The morning started off with the very talented and very funny Kendall Payne. A gifted musician and songwriter, she not only made us laugh, but made us think. I've never heard of her before, but I will be looking to add some of her music to my iPod. She's that good.

Next up was Dr. Richard Allen Farmer. Dr. Farmer is a real renaissance man. I knew he was cool when we walked up on stage with his MacBook Pro and used that for notes. A musician, speaker, pastor, pilot and a whole bunch more. He led us on a tour inside the mind of the artist. I always really enjoy these types of talks because it reminds me that I'm not crazy. Here are some of the notes I took. These are pretty raw, and will likely merit more unpacking as I get home and process. This is one session I would recommend buying if you weren't here. I may buy it… and I was here.

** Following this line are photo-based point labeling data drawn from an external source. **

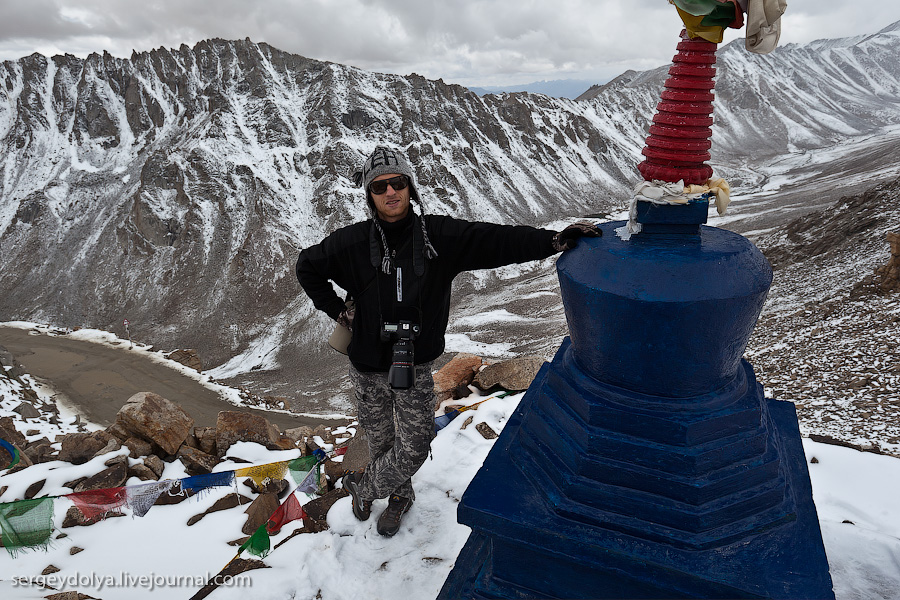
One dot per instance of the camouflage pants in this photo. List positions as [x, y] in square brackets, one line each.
[399, 425]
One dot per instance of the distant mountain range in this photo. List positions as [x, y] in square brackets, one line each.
[175, 188]
[558, 88]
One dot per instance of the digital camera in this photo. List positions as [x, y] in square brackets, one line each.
[402, 372]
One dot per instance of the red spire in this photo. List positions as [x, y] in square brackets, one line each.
[679, 139]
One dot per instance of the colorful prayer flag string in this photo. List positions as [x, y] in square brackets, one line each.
[13, 454]
[97, 504]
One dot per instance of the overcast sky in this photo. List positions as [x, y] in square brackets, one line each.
[470, 42]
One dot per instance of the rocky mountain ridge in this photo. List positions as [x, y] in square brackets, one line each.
[174, 188]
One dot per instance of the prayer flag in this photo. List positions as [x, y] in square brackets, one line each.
[140, 498]
[26, 524]
[13, 454]
[199, 483]
[95, 504]
[289, 510]
[257, 544]
[310, 484]
[260, 473]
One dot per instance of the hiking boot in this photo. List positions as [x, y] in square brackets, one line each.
[361, 508]
[389, 521]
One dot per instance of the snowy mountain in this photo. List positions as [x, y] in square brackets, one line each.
[175, 188]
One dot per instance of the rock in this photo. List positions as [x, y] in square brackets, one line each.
[206, 438]
[317, 510]
[324, 432]
[118, 432]
[515, 374]
[138, 447]
[333, 470]
[34, 488]
[156, 464]
[142, 472]
[461, 391]
[27, 411]
[191, 441]
[196, 462]
[235, 567]
[299, 434]
[235, 426]
[226, 503]
[259, 512]
[459, 371]
[40, 451]
[155, 419]
[114, 476]
[188, 358]
[24, 461]
[9, 433]
[486, 432]
[357, 456]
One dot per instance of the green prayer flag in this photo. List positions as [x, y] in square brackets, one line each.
[26, 524]
[299, 467]
[698, 8]
[258, 544]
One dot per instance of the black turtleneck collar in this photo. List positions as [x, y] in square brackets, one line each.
[393, 230]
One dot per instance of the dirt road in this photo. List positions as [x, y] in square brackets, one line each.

  • Artists are different. Let's take a tour inside the artist's head. We think differently, we act differently, we have different assumptions.
  • Consider daVinci. He wouldn't take "yes" for an answer. He had insatiable curiosity. He asked questions.
  • We want to know how things work, why things are the way they are. We're curious about history, about current events, about all sorts of things. This is what makes us annoying to other people. We keep pushing the edges, we push the limits, we push buttons, we push anything. We keep asking why or why not?
  • The artist welcomes friction. We enjoy putting disparate pieces together and forcing things together that don't normally go together.
  • When it comes to worship styles, the problem is not with anyone style, but with the reluctance for people to rub up against a multiplicity of styles.
  • Contrary to popular opinion, the people whom we serve are not stupid. They are able to go with you. They like to be led.
  • We should want always to be able to speak, and be able to articulate what we have turned out in our art. But it takes work. It's hard work. People don't always see the hard work.
  • Woe to the artist that is voluntarily inarticulate. Christ was called the Word of God. Apparently there is something important about words.
  • Something else we might see in an artist's head is a cloud, a vapor, a mystery. Artists are laboring to be articulate and speechless at the same time. Sometimes, we want to be made speechless. We want to be overwhelmed by the mystery of our faith. To be lost in wonder, love and praise.

There was a lot more there, but that gives you a flavor. I'm pretty much a cheapskate most of the time, but I will be picking this talk up to listen to again.

During the break I talked to the ProPresenter guys for a bit and learned a little more of the plans for the next round of updates. I'll write more about that later. Some good stuff coming. I thought the next session started at 11:30, but I guess it's actually 11:00 since the band is on stage rocking the house. So I'd better go!